You say he's an awesome kid.
You're pretty awesome yourself.
Thanks for the kind words and encouragement, SFC. I live in an advanced country in Asia, one that is working very hard to modernize its child welfare system. However it still relies heavily on 'children's homes' (i.e. well run orphanages) as only about one third of kids in the system are in foster families and the other 2/3rd are in children's homes. They are working hard to recruit more foster families, but it isn't easy of course. The country has also seen a sharp increase in child abuse reports in the last few years, because the government has been doing more public awareness campaigns encouraging people to report things that were traditionally considered "family matters" like domestic violence and child abuse. I have a biological child and an adopted child (internationally adopted from a different country). My adopted child spent the first 2 years of her life in the foster care system in that country, and she had an especially easy transition with the adoption, much of which is just her great personality but also I think a big credit to being raised in a family environment. So I'm a big fan of foster care. The agency I'm with does this halfway version of foster care, serving a need for families who want to parent their children, but have a short term issue (jail, health or night shifts) and no support. It allows the family to keep the child out of the official foster care system, allows them to retain their parental rights and have weekly contact with the child(ren). Since most families won't ever willingly relinquish their child to the foster care system (because it is so hard to get them back out again), it also means they don't have to leave their child with an unsafe person who they don't trust but have no other options, which commonly happens with families in their situations. Hopefully that prevents child neglect and abuse from happening in the first place. With this agency, there is no financial support to foster parents given but they do help provide logistical transport assistance at least. Maybe one day when my situations is a bit more settled, I'll be able to do "real" foster care but for now, I'm the best fit for this different model. Do they have anything like that in the UK?

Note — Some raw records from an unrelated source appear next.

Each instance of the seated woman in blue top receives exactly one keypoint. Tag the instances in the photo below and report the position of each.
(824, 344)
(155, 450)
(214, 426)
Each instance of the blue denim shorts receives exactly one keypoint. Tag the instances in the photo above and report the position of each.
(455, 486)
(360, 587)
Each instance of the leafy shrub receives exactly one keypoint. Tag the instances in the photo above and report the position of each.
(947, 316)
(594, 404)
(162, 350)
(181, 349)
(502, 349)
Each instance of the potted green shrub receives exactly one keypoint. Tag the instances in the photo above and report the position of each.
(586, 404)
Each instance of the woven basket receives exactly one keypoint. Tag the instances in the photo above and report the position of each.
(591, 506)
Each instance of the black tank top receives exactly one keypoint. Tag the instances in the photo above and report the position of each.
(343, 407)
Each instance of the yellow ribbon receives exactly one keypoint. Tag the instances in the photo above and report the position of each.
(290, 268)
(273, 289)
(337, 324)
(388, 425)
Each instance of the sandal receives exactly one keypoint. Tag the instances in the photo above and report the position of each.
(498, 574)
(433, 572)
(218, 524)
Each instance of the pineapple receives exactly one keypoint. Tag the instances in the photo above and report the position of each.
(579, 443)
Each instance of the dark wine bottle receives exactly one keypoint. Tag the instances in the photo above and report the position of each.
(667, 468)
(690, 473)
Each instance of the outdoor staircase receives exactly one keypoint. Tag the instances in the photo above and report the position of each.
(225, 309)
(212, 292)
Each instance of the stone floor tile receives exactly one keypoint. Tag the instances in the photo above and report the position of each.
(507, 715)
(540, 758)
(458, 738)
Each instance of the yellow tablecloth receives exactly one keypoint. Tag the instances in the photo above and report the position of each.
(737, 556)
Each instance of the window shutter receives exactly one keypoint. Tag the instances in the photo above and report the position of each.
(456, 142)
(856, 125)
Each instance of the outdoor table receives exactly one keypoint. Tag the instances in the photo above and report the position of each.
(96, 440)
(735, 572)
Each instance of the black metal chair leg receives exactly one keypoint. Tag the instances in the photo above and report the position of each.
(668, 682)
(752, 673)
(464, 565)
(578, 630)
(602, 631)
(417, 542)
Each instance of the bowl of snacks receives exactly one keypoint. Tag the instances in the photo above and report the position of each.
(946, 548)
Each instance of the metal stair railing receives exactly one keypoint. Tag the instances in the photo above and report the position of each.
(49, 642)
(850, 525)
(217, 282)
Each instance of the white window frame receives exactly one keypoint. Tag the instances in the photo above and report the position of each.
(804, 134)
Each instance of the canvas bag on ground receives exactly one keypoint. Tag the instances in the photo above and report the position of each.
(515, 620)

ReplyDeleteThank you so much for that fascinating background of yourself and your country's system.
ReplyDeleteYour commitment to children and a better future is inspirational.
Winston Churchill said something like "What's the point of life if not to make things a little better in this muddled world so that things will be better for those who come after us."
In answer to your question; the UK does not have anything in place along the lines of the system you are involved in; not to my knowledge.
I hope I'm right in saying that UK courts would consider carefully the alternatives if a jail sentence meant that children's parenting was removed. But as far as health reasons and night shift work goes; I suspect a great many children in the UK suffer hardships in the home for suchlike reasons but their plight goes largely undetected.
And listen; what you do is totally 'real' fostering; your 4 year-old is very lucky to have your care, as is your adopted child and your own child.